研究の責任者でアリゾナ大学の進化生物学者マイケル・ウォロビー氏は、「急速な都市化はエイズの大流行を開始させるターニングポイントとなった。人間が起こした状況の変化によって、人間の体内には存在していなかったウイルスが取り込まれ、人間の伝染病へと変質したのだ」と話す。

これまで、世界中のほとんどのエイズの原因となっている「HIV-1グループM」という菌株の起源をたどると、1930年のカメルーンに行き着くと考えられていた。エイズ発症とHIV-1感染の広がりは、1960年頃にベルギー領コンゴの首都レオポルドビル(現在のコンゴ民主共和国のキンシャサ)で確認されるようになった。

しかし、今回の研究によると、このウイルスが人間の間に流行し始めたのは1884~1924年頃のサハラ以南のアフリカである可能性が高まった。

ウォロビー氏のチームでは1958~1960年にキンシャサで収集された組織サンプルを分析した。
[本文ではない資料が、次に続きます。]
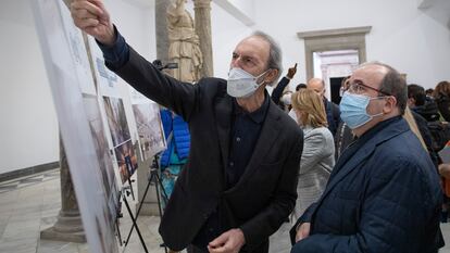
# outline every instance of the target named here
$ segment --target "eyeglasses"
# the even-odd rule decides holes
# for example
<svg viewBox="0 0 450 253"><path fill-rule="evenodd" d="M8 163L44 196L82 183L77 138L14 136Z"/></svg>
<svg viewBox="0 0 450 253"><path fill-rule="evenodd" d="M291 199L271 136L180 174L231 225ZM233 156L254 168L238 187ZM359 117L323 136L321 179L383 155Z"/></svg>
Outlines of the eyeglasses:
<svg viewBox="0 0 450 253"><path fill-rule="evenodd" d="M375 90L376 92L385 94L385 96L391 96L388 92L364 85L362 81L348 83L348 87L345 91L349 91L355 94L363 94L366 92L367 89Z"/></svg>

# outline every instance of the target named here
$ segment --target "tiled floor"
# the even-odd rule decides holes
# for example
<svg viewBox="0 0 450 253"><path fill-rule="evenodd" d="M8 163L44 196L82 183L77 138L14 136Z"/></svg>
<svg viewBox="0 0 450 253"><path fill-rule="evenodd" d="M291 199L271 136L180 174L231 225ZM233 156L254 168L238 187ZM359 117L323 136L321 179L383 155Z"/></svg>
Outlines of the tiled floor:
<svg viewBox="0 0 450 253"><path fill-rule="evenodd" d="M0 253L87 253L85 243L40 240L41 230L51 227L61 207L60 174L51 170L18 180L0 182ZM138 225L151 253L162 253L158 235L159 217L140 216ZM129 231L130 219L121 222L122 237ZM450 242L450 224L441 225L446 241ZM271 238L271 253L290 252L289 224ZM450 244L450 243L449 243ZM126 249L120 252L145 252L136 233ZM450 253L447 245L441 253Z"/></svg>

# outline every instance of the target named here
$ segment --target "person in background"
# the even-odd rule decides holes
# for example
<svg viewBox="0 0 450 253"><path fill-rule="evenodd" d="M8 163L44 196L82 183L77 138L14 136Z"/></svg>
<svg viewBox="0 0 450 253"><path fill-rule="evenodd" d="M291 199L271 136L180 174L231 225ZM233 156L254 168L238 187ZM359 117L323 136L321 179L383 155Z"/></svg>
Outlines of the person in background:
<svg viewBox="0 0 450 253"><path fill-rule="evenodd" d="M296 91L299 91L299 90L301 90L301 89L307 89L308 87L307 87L307 85L305 84L298 84L297 86L296 86Z"/></svg>
<svg viewBox="0 0 450 253"><path fill-rule="evenodd" d="M432 88L429 88L429 89L426 89L426 90L425 90L426 97L432 98L432 99L435 99L435 98L433 97L433 93L434 93L434 92L435 92L435 90L434 90L434 89L432 89Z"/></svg>
<svg viewBox="0 0 450 253"><path fill-rule="evenodd" d="M307 84L308 89L314 90L318 96L321 96L324 101L326 119L328 122L328 129L332 131L333 136L336 135L337 127L340 123L340 112L339 106L325 97L325 83L321 78L311 78Z"/></svg>
<svg viewBox="0 0 450 253"><path fill-rule="evenodd" d="M439 81L437 84L433 97L438 105L440 115L450 122L450 83L447 80Z"/></svg>
<svg viewBox="0 0 450 253"><path fill-rule="evenodd" d="M439 121L439 110L434 99L428 98L422 86L408 85L408 106L427 122Z"/></svg>
<svg viewBox="0 0 450 253"><path fill-rule="evenodd" d="M290 105L290 94L292 91L289 88L286 88L289 85L289 81L293 78L297 73L297 63L292 67L289 67L288 73L284 76L279 81L278 85L272 91L272 101L275 104L278 104L283 111L289 111L288 107Z"/></svg>
<svg viewBox="0 0 450 253"><path fill-rule="evenodd" d="M268 251L268 236L292 212L303 132L265 90L282 52L264 33L242 39L228 79L197 85L164 75L129 47L102 1L75 0L74 23L93 36L105 65L189 125L188 163L161 218L166 246L188 252Z"/></svg>
<svg viewBox="0 0 450 253"><path fill-rule="evenodd" d="M358 138L292 227L291 253L425 253L443 245L439 177L402 117L407 100L407 84L391 66L371 62L353 72L339 106Z"/></svg>
<svg viewBox="0 0 450 253"><path fill-rule="evenodd" d="M309 89L297 91L292 94L292 107L304 132L297 186L299 197L293 210L297 220L325 190L335 166L335 146L333 135L327 128L324 103L318 94Z"/></svg>
<svg viewBox="0 0 450 253"><path fill-rule="evenodd" d="M347 76L342 79L340 84L339 89L339 96L342 97L343 92L349 88L349 78L350 76ZM338 128L336 130L336 134L334 136L335 138L335 160L337 161L340 154L343 152L343 150L354 140L354 135L351 131L350 127L347 126L345 122L340 122L338 125Z"/></svg>

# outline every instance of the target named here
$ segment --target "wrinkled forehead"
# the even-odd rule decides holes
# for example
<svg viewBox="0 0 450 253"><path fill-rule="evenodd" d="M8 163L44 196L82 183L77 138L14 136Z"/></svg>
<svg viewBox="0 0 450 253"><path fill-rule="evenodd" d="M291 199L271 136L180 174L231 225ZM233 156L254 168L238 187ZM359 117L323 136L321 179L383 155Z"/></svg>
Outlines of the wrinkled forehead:
<svg viewBox="0 0 450 253"><path fill-rule="evenodd" d="M268 61L270 43L261 37L250 36L242 39L235 48L234 53L257 58L266 63Z"/></svg>

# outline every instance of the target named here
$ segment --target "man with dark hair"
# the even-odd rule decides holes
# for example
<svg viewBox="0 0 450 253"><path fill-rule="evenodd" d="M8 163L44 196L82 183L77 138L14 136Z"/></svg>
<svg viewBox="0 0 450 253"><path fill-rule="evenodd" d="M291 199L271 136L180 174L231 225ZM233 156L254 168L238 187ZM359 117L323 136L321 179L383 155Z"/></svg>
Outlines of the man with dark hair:
<svg viewBox="0 0 450 253"><path fill-rule="evenodd" d="M265 91L282 73L279 47L254 33L233 51L227 80L192 86L134 51L102 1L75 0L71 12L110 69L189 125L188 162L161 218L164 243L189 252L267 252L268 236L293 210L303 148L301 129Z"/></svg>
<svg viewBox="0 0 450 253"><path fill-rule="evenodd" d="M439 177L402 118L407 99L392 67L373 62L353 72L340 112L358 138L292 227L292 253L428 253L442 245Z"/></svg>
<svg viewBox="0 0 450 253"><path fill-rule="evenodd" d="M408 85L408 106L418 113L427 122L439 121L439 110L436 102L428 98L425 89L418 85Z"/></svg>
<svg viewBox="0 0 450 253"><path fill-rule="evenodd" d="M321 96L322 100L324 101L328 129L333 136L335 136L340 123L340 112L339 106L325 97L324 80L321 78L311 78L307 84L307 88L314 90L318 96Z"/></svg>

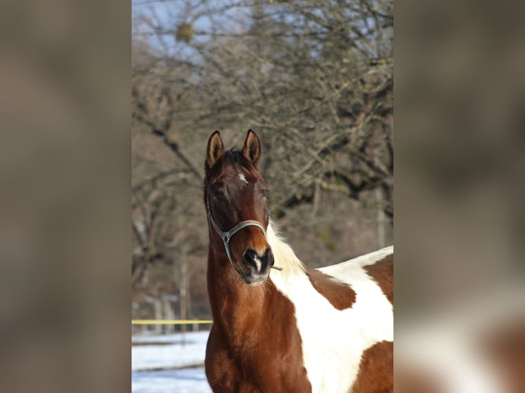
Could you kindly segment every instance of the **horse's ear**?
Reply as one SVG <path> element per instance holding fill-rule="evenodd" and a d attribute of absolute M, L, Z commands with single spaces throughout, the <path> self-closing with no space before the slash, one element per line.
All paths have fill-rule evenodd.
<path fill-rule="evenodd" d="M 221 134 L 216 131 L 210 136 L 208 140 L 208 150 L 206 151 L 206 170 L 213 168 L 217 162 L 224 155 L 224 144 L 221 139 Z"/>
<path fill-rule="evenodd" d="M 244 141 L 243 155 L 249 160 L 254 164 L 254 166 L 257 168 L 257 164 L 260 159 L 260 142 L 251 129 L 248 130 L 246 140 Z"/>

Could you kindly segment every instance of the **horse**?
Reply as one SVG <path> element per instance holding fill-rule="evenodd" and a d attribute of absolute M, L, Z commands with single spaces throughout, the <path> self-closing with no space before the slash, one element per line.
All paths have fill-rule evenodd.
<path fill-rule="evenodd" d="M 393 247 L 306 266 L 269 216 L 260 142 L 208 140 L 204 181 L 214 392 L 393 392 Z"/>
1960年に採取したサンプルの1つには、HIVウイルスの遺伝物質であるHIV-1 RNAが含まれていた。

研究チームはこの1960年のウイルスの遺伝情報を、既存の最も古いHIV-1菌株と比較した。この菌株は1959年に採取されており、1960年のウイルスとは別に進化したものだ。その結果、1960年のウイルスは1959年の菌株とは大きく異なることが分かった。

研究チームは次に、HIV-1ウイルスの進化的系統樹を作成した。1959年、1960年のウイルスをはじめ、最近の100種類以上のウイルス配列で構成されている。数学的モデルを使って分析した結果、1959年の菌株との数々の相違点から、1960年のウイルスは少なくとも40年かけて進化してきたことが判明した。両者の共通の祖先をたどると1908年までさかのぼることも分かった。

この研究は、10月1日にNature誌で発表された。

メリーランド州にある国立アレルギー感染病研究所(NIAID)のアンソニー・ファウチ所長は、「今回の研究で、HIVが人間に感染し注目される流行病となる前に、このウイルスが何十年間も潜んでいたことが確認された。1970~80年代に流行し始めた型のウイルスとは対照的だ」と述べている。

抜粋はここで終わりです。